8. In view of the facts, it is proved that the plaintiff had purchased the suit property in the name of his wife/defendant from his own money and therefore she was only benamidar or the ostensible owner while the plaintiff is the real owner. Such transaction was not barred under the Benami Transactions (Prohibition) Act when the transaction took place in 1981. Therefore, under Section 4 of the said Act, he cannot be prohibited from claiming that property.
9. The next question is about limitation. Even though the sale deed was executed in 1981 and at that time, relations between the husband and wife were cordial and his evidence shows that because of love and affection for the wife, he had purchased the land in the name of wife. This appears to be quite reasonable and logical. In 1984, she left the house and since then they were living separately. In 1984 or so, he filed an application for mutation and that application was allowed.
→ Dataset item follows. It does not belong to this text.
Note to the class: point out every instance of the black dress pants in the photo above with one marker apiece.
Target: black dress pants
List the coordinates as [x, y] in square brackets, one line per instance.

An appeal was preferred by the wife in 1985. That proceeding concluded in 1989. The suit was based on title and he filed suit for declaration that he continued to be in possession of the property. No action was taken by the wife to take back possession from him. In 1989, the High Court, while dismissing the Writ Petition against the order of the Revenue Authorities, observed that he should get his title proved by filing a civil suit. Within a very short period thereafter, he filed suit for declaration of his title and injunction.
Both the Courts below held that suit is not barred by limitation. It is material to note that even in the written statement, it was contended that suit is barred by limitation, no reasons or grounds were given on the basis of which it could be held that the suit was barred by limitation. In view of these circumstances, the finding of the Courts below that the suit is within limitation appears to be correct.
10. For the aforesaid reasons, the Appeal stands dismissed.